Kevin Watson, 43, has lived on the Heygate with his mother for 10 years. The community had been obliterated, he said. "This wasn't a bad place to live. There was a sense of belonging. We'd all meet up at the bingo. It's important for the older people to have that friendship network. Now my mum's friends have been shipped away."

A council source had a strong message for those reluctant to move from their homes: "Sticking it out is not an option. The estate is coming down. Demolition has begun. It was a crap building in the first place, and it became too costly to maintain. People's health, their lives, children's education will all be improved." There are 30 offers of relocation to those still on the estate, the source said, with a right to return, eventually.

Even for the Heygate's detractors, its imminent demise comes as a hollow victory. Like similar regeneration projects across Britain, the recession came at a bad time. There has been talk of 800,000 sq-ft of retail, five new "open spaces" and 5,300 replacement homes, but campaigners question how many will be luxury apartments (within easy reach of the City) and how many affordable housing.

Residents said, uniformly, that since the clear-out began, crime and violence had spiralled out of control. Mustafa Seed, 39, originally from Djibouti, a resident of 12 years and the only person still on his floor of a tower, had been burgled three times in a month: "The thieves see that the balcony is open [not shuttered] so someone's living there, and they know there will be no one around to catch them."

But for others it will still be "home". Amid the garbage and undergrowth there was a single manicured lawn gilded with hanging baskets, all bright pinks and reds.
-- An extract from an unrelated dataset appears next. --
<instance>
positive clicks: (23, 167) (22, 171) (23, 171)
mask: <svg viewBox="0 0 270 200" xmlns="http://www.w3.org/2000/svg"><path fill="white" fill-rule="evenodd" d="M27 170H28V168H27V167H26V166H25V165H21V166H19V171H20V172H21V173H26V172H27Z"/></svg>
Through the curtains, the television flickered.

One pensioner, who declined to be named, said he would refuse to leave the flat he has lived in since the 1970s until his case was heard in court. "I'm not going anywhere because they haven't offered me a good enough reason," he said. "It's not the Heygate that's the problem. All the crime and problems we have, it's just a symptom of how the working classes have been left to rot. They don't care about us. We are the forgotten victims"

Modern living: An infamous five

*Trellick Tower, west London, 1972 Designed by Erno Goldfinger, and perhaps the best example of "brutalist" architecture in the UK.

*Park Hill, Sheffield, 1961 "Streets in the Sky" to Sheffield City Council, but to locals it is "San Quentin", after the notorious US prison.

*Byker Wall, Newcastle, 1969-82 Design incorporates colourful brick, wood and plastic panels, in a deliberate departure from brutalism.

*Quarry Hill, Leeds

Built in 1938 and largest social housing complex in the UK.

*Galton Village, Smethwick, 1960s

Known as the "Concrete Jungle". Demolished and rebuilt in the 1980s.